A look at the relationship between SDN and SDS and potential performance issues.
The aim of software-defined infrastructure is to unify automation of virtual resource handling by cloud users, freeing admins from routine tasks that, in a large cloud, would reach unacceptably high levels of support. In other words, for storage and networking, we are trying to do what virtualization and the cloud have already done for servers.
In the world of software-defined infrastructure, services deployed in both storage and networking are virtualized, too. These data services are abstracted from storage appliances and network switches to run in any VM or container in the cluster. As a result, services can expand and contract as needed to meet any workload, while the tenant of any workspace can chain services to meet their requirements.
Abstraction implies just that. Software for services no longer needs to run inside a switch or a storage appliance, which should make the cost of this equipment drop dramatically. We are already seeing bare-bones switches, using just switch chips and a small amount of other electronics, impacting top-of-rack setups.
Undeniably, software-defined networking (SDN) has a year or two lead on software-defined storage. Many view SDN as providing an alternative to traditional proprietary switches. Notably, software suppliers are delivering services code independent of the switch hardware, and in that respect SDN has met a major goal in abstraction.
While SDN and software-defined storage (SDS) are usually considered separately, it's important to examine the relationship and interactions between SDN and SDS and look at potential performance issues.
SDN and SDS
In an SDN environment, central IT admins for the cloud can create sets of policies that define what tenants of their cloud can do in networking. They also can create “fill-in-the-blanks” templates to make the setting up of VLANs and their subsequent management almost foolproof against admin finger trouble and also easy for tenants to use.

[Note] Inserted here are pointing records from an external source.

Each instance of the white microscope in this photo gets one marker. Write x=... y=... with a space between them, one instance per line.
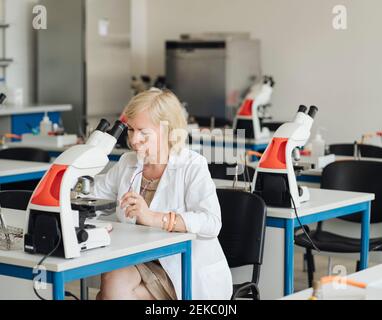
x=275 y=178
x=248 y=116
x=56 y=222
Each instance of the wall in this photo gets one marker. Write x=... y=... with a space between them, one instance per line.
x=339 y=71
x=20 y=46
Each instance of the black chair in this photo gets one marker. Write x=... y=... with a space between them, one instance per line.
x=370 y=151
x=15 y=199
x=353 y=175
x=242 y=236
x=224 y=170
x=24 y=154
x=342 y=149
x=347 y=149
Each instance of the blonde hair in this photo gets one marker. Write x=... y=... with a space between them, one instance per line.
x=163 y=106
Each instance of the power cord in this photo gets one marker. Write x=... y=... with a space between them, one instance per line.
x=302 y=227
x=42 y=260
x=67 y=293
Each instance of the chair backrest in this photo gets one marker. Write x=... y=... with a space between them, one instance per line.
x=25 y=154
x=15 y=199
x=342 y=149
x=243 y=227
x=370 y=151
x=358 y=176
x=220 y=171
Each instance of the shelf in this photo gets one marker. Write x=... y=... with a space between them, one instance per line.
x=5 y=62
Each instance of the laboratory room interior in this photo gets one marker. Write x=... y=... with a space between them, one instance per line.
x=190 y=150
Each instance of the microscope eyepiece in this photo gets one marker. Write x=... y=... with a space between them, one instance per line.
x=117 y=129
x=2 y=98
x=312 y=111
x=302 y=108
x=103 y=125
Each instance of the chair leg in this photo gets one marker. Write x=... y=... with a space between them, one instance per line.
x=310 y=264
x=330 y=266
x=304 y=267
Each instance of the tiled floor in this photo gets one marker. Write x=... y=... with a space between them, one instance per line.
x=301 y=281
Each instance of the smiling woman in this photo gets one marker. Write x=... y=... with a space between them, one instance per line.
x=165 y=185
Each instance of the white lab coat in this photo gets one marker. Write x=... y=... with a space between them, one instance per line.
x=186 y=187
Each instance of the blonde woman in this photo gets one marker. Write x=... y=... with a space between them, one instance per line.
x=165 y=185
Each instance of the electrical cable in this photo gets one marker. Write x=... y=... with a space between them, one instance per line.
x=302 y=227
x=42 y=260
x=67 y=293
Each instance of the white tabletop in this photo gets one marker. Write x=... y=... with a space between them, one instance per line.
x=320 y=200
x=333 y=292
x=115 y=151
x=318 y=172
x=7 y=110
x=126 y=239
x=14 y=167
x=219 y=136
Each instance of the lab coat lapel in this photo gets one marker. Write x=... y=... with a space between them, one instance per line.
x=164 y=195
x=137 y=176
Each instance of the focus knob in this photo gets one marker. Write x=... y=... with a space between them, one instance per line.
x=82 y=236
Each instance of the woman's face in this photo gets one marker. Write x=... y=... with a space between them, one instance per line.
x=146 y=138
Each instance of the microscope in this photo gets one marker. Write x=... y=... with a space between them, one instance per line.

When we look at software-defined storage, we don’t see the same level of standardization or coherence of thought as with SDN. Much of the focus of so-called SDS products is aimed at virtualization of services within the storage box and some marketers take the approach that, if there’s software in the storage appliance, it’s software-defined.
However, we are beginning to move beyond the hype phase of SDS with software products that can be abstracted from the hardware platform and run in a container or virtual machine. A prime example is Ceph, the very popular open source object store. This software can run virtually, and it’s easy to envision a Ceph cluster where the drives are parked in dense packages or distributed throughout the server farm while all but the raw transfer protocol code runs in virtual instances.
This type of virtual approach becomes more important when dealing with hyperconverged systems. The direct-connected drives in each node run free of tightly bound services, which execute in the pool of virtual servers.
However, life is never this simple! As anyone who’s run several clusters knows, storage has network and topology issues that impact performance, but also data integrity. Connect a lot of drives on the end of a slow network and you'll run into problems.
A complicated relationship
Even with SDN, networks will not be homogeneous. In-rack switching tends to have a much higher aggregate bandwidth than network backbones, for instance. It's good practice to bring compute close to where data is stored as much as possible, since this lowers latencies and reduces backbone traffic.
SDN and SDS need to figure out this type of physical affinity, with capabilities in both admin tools and automated orchestration to cope with bandwidth demands. Consider this scenario: An app decides to render a large video file using multiple instances of a rendering tool. It’s a priority job and needs powerful GPU instances.
Orchestration today can set up the instances, though whether it is smart enough to place them in the same rack as the data is another matter. Now we need wide-lane LAN connections to handle the bandwidth. If the SDN is service-aware, it should pick VLAN structures that use quad-lane high-speed links between storage and the GPU instances.
Finally, the storage has to be told what throughput it needs to deliver to the fast pipes, so it has to get feedback as to how fast they are and what portion of their bandwidth is allocated to the rendering process.
Another scenario when these issues come into play is the integration of all-flash arrays into a network or using ultra-fast flash drives. In all these cases, we need to cope with the physical attributes of the nodes – something that the marketing around software-defined infrastructure doesn’t address.
This all may sound complex, and it is, but without these issues being resolved, mainly in automation, the resulting system performance will be disastrous. Proper SDI implementation means that instance orchestration, SDN and SDS have to negotiate the optimal configuration. We do not yet seem far enough along in the commercially-available packages to achieve anything close to this. The best we can do today is to set up the hardware and treat it as homogeneous.
Moreover, SDI raises security concerns that must be addressed. The world is woefully delinquent in encrypting data – a shortcoming that will grow exponentially as automated networking in large-scale clusters becomes the norm. The resulting explosion in short-life VLANs will open up a massive attack surface, while rendering detection much more difficult.
One solution that will better protect data storage, is to build a separate storage LAN structure, perhaps based on 40 GbE for performance. Orchestrating this independently of the LAN exposed to the outside world will improve security, but it really implies that this storage LAN would carry all the command and control for orchestrating servers, networks and storage.
Integration between SDS and SDN, and server orchestration are clearly a complex area, and there's much work to be done. At the end of the exercise, though, we should see smooth running with near optimal performance.